Salı günü işe gelirken Ankara’nın popüler caddelerinden olan Tunalı Hilmi’de bir kalabalığa denk geldim. İYİ Parti Genel Başkanı Meral Akşener’in de sesi geliyordu. Kuğulu Park’a varınca anladım: Meral Hanım parkta çevresini saran kalabalığa seslenmiş, sonrasında da esnaf ziyaretine başlamıştı.

Ankaralı olmayanlar için detay vereyim:

Sözünü ettiğim bölge, Ankara’nın görece rahat/zengin bir kesimin yaşadığı, alışveriş yaptığı bir bölgedir. Haliyle esnafı da belli müşterileri olan en büyük krizlerde dahi iş yapabilen bir özelliğe sahiptir.

Buna karşın, kaldırımı tıklım tıklım dolduran, hatta caddeye taşan kalabalığın arasından geçerken esnafın da vatandaşın da ekonomik durumla ilgili Akşener’e yakınmalarını duyuyordum.

Caddeye nazır dükkanlarda esnaf yaşadıkları sorunları anlatırken, benim aklıma 1992’de bir öğrencimin babasının Tunalı Hilmi Caddesi’nde bir dükkan alabilmek için üç apartman dairesi satması geldi.

Tunalı Hilmi Caddesi’nin dünüyle bugünü arasındaki derin ekonomik uçurum, Türkiye ekonomisinin de özeti sayılırdı.

★★★

Ne yazık ki içinden geçtiğimiz ekonomik kriz zengini daha zengin, yoksulu daha yoksul yaparken, son 40 yılın ekonomik modellerinin omurgasını oluşturan orta direği de yok etti. “Orta direk” yok olunca da küçük esnaf en değerli müşterisini kaybetti.

Geçmişte özel sektör çalışanları ücret ve koşullar açısından daha avantajlı olurdu.

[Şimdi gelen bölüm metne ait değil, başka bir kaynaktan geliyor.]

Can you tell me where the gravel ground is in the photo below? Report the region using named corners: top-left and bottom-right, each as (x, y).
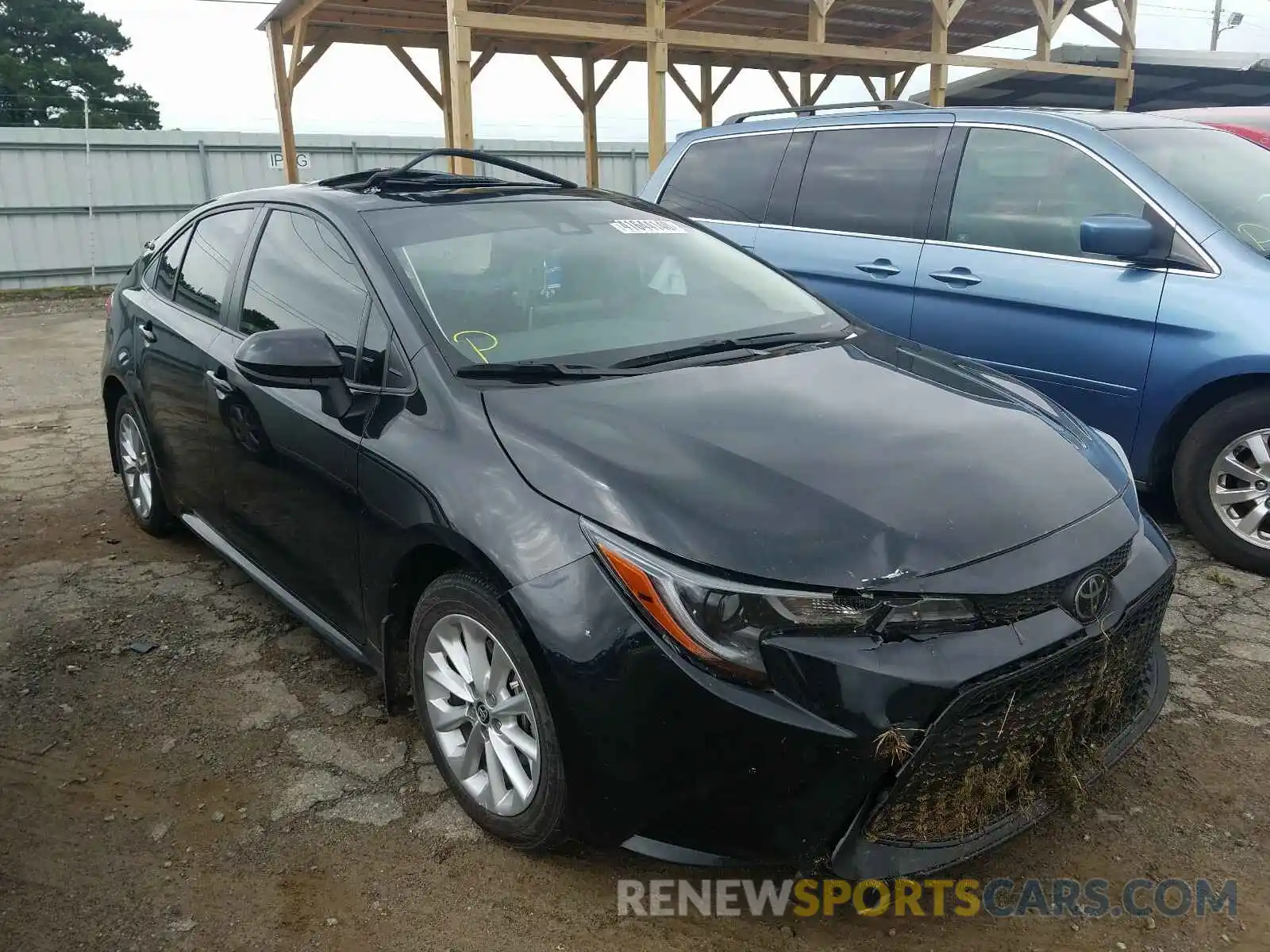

Ancak, özel sektörde yaşanan daralma, özel sektör çalışanlarını kamu çalışanlarının gerisine düşürdü.

O yüzden bu aralar herkes kapağı kamuya atmaya çalışıyor.

Geçenlerde özel bir hastanenin yöneticisi, hemşire bulamadıklarından yakınıyordu. Çünkü bütün hemşireler, daha iyi imkanları olduğu için devlette iş bulmaya çalışıyordu.

Bu arada artık Türkiye’de 5 bin 500 lira seviyesine çıkan ücret, “asgari” ücret olmaktan çıkıp “ortalama” ücrete dönüşmüş vaziyette.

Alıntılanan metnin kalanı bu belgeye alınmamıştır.